Understanding Materialized Views — 3 : Stream-Table Joins with CDC
Join a stream with a lookup table to enrich the content and produce a materialized view. Then use Debezium to synchronise the lookup table with source data.
In the previous post of this series, we learned how to convert an immutable event stream into a mutable table, which we can call a materialized view. Then we saw how we could leverage stream processing to maintain the materialized views across multiple machines in a reliable and scalable manner.
We often need to join a stream with a lookup table for enrichment, extracting additional fields from the table and adding them to each event. The enriched stream can then be materialized to feed the queries or pass to a downstream system for further processing.
This post explores the options for joining a stream with a database table and then materializing the enriched result. We will also discuss how to use Debezium to keep the lookup table synchronized with the source data.
To understand the concepts in this post, you need to have a fair knowledge on ksqlDB and Debezium. If you are new to them, I suggest you visit the references section to learn more about them.
Example — finding the total sales by country
As usual, I will take a realistic example to explain the concept better.
Assume that you are reading a stream of e-commerce orders from a Kafka topic, each order having the following format:
{
"id":4218,
"customer_id":90,
"total":56.03,
"order_date":1632142103
}
The objective is to analyze the orders in real-time and produce a view that shows total sales by country.

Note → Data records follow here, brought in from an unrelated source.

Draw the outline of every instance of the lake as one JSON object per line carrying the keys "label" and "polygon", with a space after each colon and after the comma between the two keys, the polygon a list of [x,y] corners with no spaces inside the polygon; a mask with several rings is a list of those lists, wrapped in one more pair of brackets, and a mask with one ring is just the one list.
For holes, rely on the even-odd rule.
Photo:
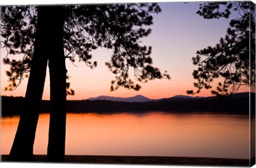
{"label": "lake", "polygon": [[[1,153],[9,154],[19,116],[1,118]],[[255,122],[255,121],[254,121]],[[34,154],[46,154],[49,114],[41,114]],[[67,114],[66,155],[249,158],[249,117],[175,114]]]}

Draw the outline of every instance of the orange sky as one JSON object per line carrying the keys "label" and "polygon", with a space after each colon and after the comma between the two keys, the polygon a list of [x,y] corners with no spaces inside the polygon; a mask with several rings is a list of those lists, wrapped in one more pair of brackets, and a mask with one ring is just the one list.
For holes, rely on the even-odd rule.
{"label": "orange sky", "polygon": [[[196,52],[209,45],[215,45],[226,34],[229,20],[207,20],[196,14],[199,3],[169,2],[159,3],[162,12],[154,15],[154,24],[150,28],[152,33],[141,39],[141,45],[153,47],[153,66],[163,71],[167,70],[171,77],[167,79],[156,79],[144,84],[139,91],[119,89],[110,92],[110,81],[115,75],[108,70],[104,63],[109,60],[111,51],[100,49],[94,51],[92,61],[97,61],[98,67],[91,70],[83,62],[75,62],[77,67],[66,61],[70,76],[71,87],[75,95],[68,96],[68,100],[86,99],[99,95],[128,97],[141,94],[151,99],[169,98],[177,94],[186,95],[187,90],[194,89],[195,82],[192,76],[197,67],[192,64],[191,58]],[[236,16],[232,16],[236,18]],[[1,50],[1,60],[6,55],[5,49]],[[10,57],[20,59],[21,57]],[[25,96],[27,80],[13,91],[3,91],[7,84],[5,74],[8,67],[1,64],[1,95]],[[131,76],[132,76],[131,75]],[[43,99],[50,98],[49,75],[46,76]],[[213,87],[215,88],[215,87]],[[244,87],[239,92],[248,92]],[[198,96],[211,96],[210,90],[203,90]]]}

The management will use this view to tune their sales process to tap into under-utilized markets.
As we saw above, an order event doesn’t carry the buyer’s location. But it has the customer_id, which we can use as a lookup key to fetch the customer’s country from a lookup table.
But, where’s that table? It sits inside a MySQL database, external to our stream processor, and has the following structure.
create table customers (
id INT PRIMARY KEY,
first_name VARCHAR(50),
last_name VARCHAR(50),
gender VARCHAR(50),
country VARCHAR(50)
);
An obvious solution persuades me to join each order event with the customers table based on the customer_id field. That’ll result in a denormalized, enriched stream like this.
This stream will carry sufficient information to build a materialized view that can answer our question by grouping the events by country, then computing the total.
Will things be that simple?
Not really. You’ll come across many problems. Let’s see what they are and how do we solve them in the coming sections.
Why joining with an external table is always a bad idea?
We will have several critical problems in the “obvious solution” that I discussed above.
Latency — We will make a lookup query against the database for each order event in the stream, enrich the event if there’s a match. That will add significant latency to the processing of every event — usually between 5–15 milliseconds.
Load on the database — The lookup process will impose a significant load on the database, which may not be in a state to handle. Stream processing systems can often handle 100K-500K events per second, but the database may only handle 10K events per second at reasonable performance. Ultimately, the database will be the bottleneck.
Therefore, we need a solution that scales as well as offers a higher processing throughput.
Rather than reaching out to the database for lookup data, what if we can move them inside our stream processing application to co-locate with the locally cached state?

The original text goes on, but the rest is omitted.